The remote is small, but not Apple TV small, and feature volume controls on the side instead of getting lost in the mishmash of controls on its face. After using the Roku Ultra, I think I prefer having volume controls on the side, complete with a mute button. It’s far easier and more intuitive, simply because I know exactly where the controls are without having to glide a finger over the face of the remote to find my place, then make any adjustments.
Features and performance
There are two key features that need to be called out before anything else: A lost remote finder and private listening through the remote or mobile app.
The Roku Ultra box has a button, when pressed, will trigger the remote to play a sound — think of the blip of a submarine’s sonar — and lasts long enough for you locate the lost remote.
You have two options to use private listening, either with the headphone jack on the side of the remote or with the iPhone or Android app. A pair of headphones is included with the device.
When using private listening, all audio is routed to your headphones in sync with whatever you’re watching. This allows you to continue binging on the latest Netflix docuseries without keeping your partner awake.
I used my AirPods Pro with Roku’s iPhone app, and outside of an occasional stutter, it was a smooth experience.
Roku’s enhanced voice remote includes all of the necessary controls for adjusting the TV and interacting with the Roku’s interface. There’s a voice control button that you press to tell Roku to open an app or search for a show or movie.
There are also two customizable shortcut buttons that can be assigned to handle the task of your choosing. I assigned the first key to launch the Apple TV app, and the second to open HBO Go. Assigning a task to each button is as simple as giving a voice command and then holding in the button you want to use for that command.
The Ultra is capable of streaming shows in up to 4K HDR, provided the streaming service and the TV you’re using supports it. For those with 4K UHD TVs or even standard HD TVs, the Ultra will upscale lower resolution video to match your TV’s maximum output. In other words, even if you don’t have a top 4K TV, the Ultra does the heavy lifting to ensure you get the best picture quality possible based on your TV.
I have a 4K HDR TV, and have to say that everything streamed through the Ultra looked clear and crisp. Apple TV+ shows were some of the best looking I’ve seen, almost frighteningly realistic at times.
Navigating and loading streaming channels and apps on the Ultra was as smooth and responsive as I’ve seen on Fire TV or Apple TV.
Roku supports a lot of channels, including ones I’ve never heard of like Fawesome.tv, to the recently launched Apple TV app. I have no doubt I’ll ever be left longing for content on Roku’s platform.

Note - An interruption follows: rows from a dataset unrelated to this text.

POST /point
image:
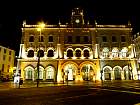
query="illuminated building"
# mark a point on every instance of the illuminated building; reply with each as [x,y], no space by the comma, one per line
[7,58]
[77,51]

It’s not the cheapest Roku, but it’s the best
The $99 Roku Ultra is the most expensive 4K streaming device it offers, but it’s also the fastest and includes a more capable remote.
Even at that price, the Roku Ultra is less expensive than the Apple TV 4K and offers the same basic experience, but in a different package.
The Roku Ultra will surely make a great gift to someone who is looking for a 4K-capable streaming device and, best of all, it doesn’t cost a fortune.
Note: The prices above reflect the retailer’s listed price at the time of publication.